In [1]:
import os
import torch
from peft import get_peft_model, LoraConfig
from transformers import (
    BitsAndBytesConfig,
    Qwen2_5_VLForConditionalGeneration,
    Qwen2_5_VLProcessor
)
from torch.utils.data import DataLoader
import lightning as L
from lightning.pytorch.callbacks import EarlyStopping

# Disable tokenizers parallelism
os.environ["TOKENIZERS_PARALLELISM"] = "false"

# ======================
# 1. Model Configuration
# ======================
MODEL_ID = "Qwen/Qwen2.5-VL-1.8B-Instruct"
DEVICE = torch.device("cuda" if torch.cuda.is_available() else "cpu")

# Quantization Config
bnb_config = BitsAndBytesConfig(
    load_in_4bit=True,
    bnb_4bit_use_double_quant=True,
    bnb_4bit_quant_type="nf4",
    bnb_4bit_compute_dtype=torch.bfloat16
)

# LoRA Config
lora_config = LoraConfig(
    lora_alpha=16,
    lora_dropout=0.05,
    r=8,
    bias="none",
    target_modules=["q_proj", "v_proj"],
    task_type="CAUSAL_LM"
)

# ===================
# 2. Model Loading
# ===================
try:
    # Try with Flash Attention 2 first
    model = Qwen2_5_VLForConditionalGeneration.from_pretrained(
        MODEL_ID,
        device_map="auto",
        quantization_config=bnb_config,
        torch_dtype=torch.bfloat16,
        attn_implementation="flash_attention_2",
        use_cache=False  # Disable KV cache to save memory
    )
except Exception as e:
    print(f"FlashAttention2 not available: {e}, using default attention")
    model = Qwen2_5_VLForConditionalGeneration.from_pretrained(
        MODEL_ID,
        device_map="auto",
        quantization_config=bnb_config,
        torch_dtype=torch.bfloat16,
        use_cache=False
    )

# Apply LoRA
model = get_peft_model(model, lora_config)
model.print_trainable_parameters()

# Enable memory optimizations
model.gradient_checkpointing_enable()
model.enable_input_require_grads()

# ======================
# 3. Data Processing
# ======================
MIN_PIXELS = 224 * 224  # Reduced from original
MAX_PIXELS = 896 * 896  # Reduced from original
processor = Qwen2_5_VLProcessor.from_pretrained(
    MODEL_ID, 
    min_pixels=MIN_PIXELS,
    max_pixels=MAX_PIXELS
)

# ======================
# 4. Training Setup
# ======================
class Qwen2_5_Trainer(L.LightningModule):
    def __init__(self, config, processor, model):
        super().__init__()
        self.config = config
        self.processor = processor
        self.model = model
        self.automatic_optimization = True

    def training_step(self, batch, batch_idx):
        input_ids, attention_mask, pixel_values, image_grid_thw, labels = batch
        outputs = self.model(
            input_ids=input_ids,
            attention_mask=attention_mask,
            pixel_values=pixel_values,
            image_grid_thw=image_grid_thw,
            labels=labels
        )
        self.log("train_loss", outputs.loss, prog_bar=True)
        return outputs.loss

    # ... (keep validation_step and other methods same as before)
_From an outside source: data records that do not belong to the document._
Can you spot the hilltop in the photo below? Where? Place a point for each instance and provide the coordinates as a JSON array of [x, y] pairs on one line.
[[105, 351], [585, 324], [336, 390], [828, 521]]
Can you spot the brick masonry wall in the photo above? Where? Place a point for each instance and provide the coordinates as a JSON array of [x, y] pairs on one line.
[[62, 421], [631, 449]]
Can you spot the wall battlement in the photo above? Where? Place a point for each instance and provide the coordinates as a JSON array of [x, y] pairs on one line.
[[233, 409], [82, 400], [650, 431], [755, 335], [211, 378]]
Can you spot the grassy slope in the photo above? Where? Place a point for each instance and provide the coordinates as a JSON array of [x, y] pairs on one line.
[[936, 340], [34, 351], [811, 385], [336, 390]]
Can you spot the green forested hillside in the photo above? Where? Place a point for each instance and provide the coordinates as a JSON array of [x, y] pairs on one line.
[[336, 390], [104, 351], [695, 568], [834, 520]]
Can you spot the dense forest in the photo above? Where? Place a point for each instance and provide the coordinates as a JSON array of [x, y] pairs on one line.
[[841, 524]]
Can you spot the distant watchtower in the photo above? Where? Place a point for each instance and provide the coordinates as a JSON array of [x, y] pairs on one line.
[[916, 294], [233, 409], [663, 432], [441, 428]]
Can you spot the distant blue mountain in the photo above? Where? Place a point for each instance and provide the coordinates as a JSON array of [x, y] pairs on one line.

    def configure_optimizers(self):
        return torch.optim.AdamW(
            self.parameters(), 
            lr=self.config["lr"],
            weight_decay=0.01
        )

# Training Configuration
config = {
    "max_epochs": 10,
    "batch_size": 2,          # Reduced from original
    "lr": 1e-4,               # Reduced learning rate
    "gradient_clip_val": 0.5, # Lower gradient clipping
    "accumulate_grad_batches": 4,  # Effective batch size = 8
    "warmup_steps": 100,
    "result_path": "qwen2.5-1.8b-checkpoints"
}

# ======================
# 5. Trainer Setup
# ======================
trainer = L.Trainer(
    accelerator="gpu",
    devices=[0],
    precision="bf16",         # Mixed precision training
    max_epochs=config["max_epochs"],
    accumulate_grad_batches=config["accumulate_grad_batches"],
    gradient_clip_val=config["gradient_clip_val"],
    check_val_every_n_epoch=1,
    num_sanity_val_steps=0,
    limit_train_batches=0.95, # Leave some memory headroom
    limit_val_batches=0.5,
    callbacks=[
        EarlyStopping(monitor="val_edit_distance", patience=3, mode="min"),
        # Include your SaveCheckpoint callback here
    ]
)

# ======================
# 6. Dataset Preparation
# ======================
# Modify these based on your actual dataset
BATCH_SIZE = config["batch_size"]
train_loader = DataLoader(
    train_dataset, 
    batch_size=BATCH_SIZE,
    collate_fn=train_collate_fn,
    num_workers=0,            # Reduce workers for memory
    pin_memory=True,
    persistent_workers=False
)

valid_loader = DataLoader(
    valid_dataset,
    batch_size=BATCH_SIZE,
    collate_fn=evaluation_collate_fn,
    num_workers=0,
    pin_memory=True
)

# ======================
# 7. Start Training
# ======================
if __name__ == "__main__":
    # Verify memory status
    print(f"Model memory footprint: {model.get_memory_footprint()/1e9:.2f}GB")
    print(f"Available GPU memory: {torch.cuda.mem_get_info()[0]/1e9:.2f}GB")
    
    # Start training
    trainer.fit(
        Qwen2_5_Trainer(config, processor, model),
        train_dataloaders=train_loader,
        val_dataloaders=valid_loader
    )

FlashAttention2 not available: Qwen/Qwen2.5-VL-1.8B-Instruct is not a local folder and is not a valid model identifier listed on 'https://huggingface.co/models'
If this is a private repository, make sure to pass a token having permission to this repo either by logging in with `huggingface-cli login` or by passing `token=<your_token>`, using default attention


OSError: Qwen/Qwen2.5-VL-1.8B-Instruct is not a local folder and is not a valid model identifier listed on 'https://huggingface.co/models'
If this is a private repository, make sure to pass a token having permission to this repo either by logging in with `huggingface-cli login` or by passing `token=<your_token>`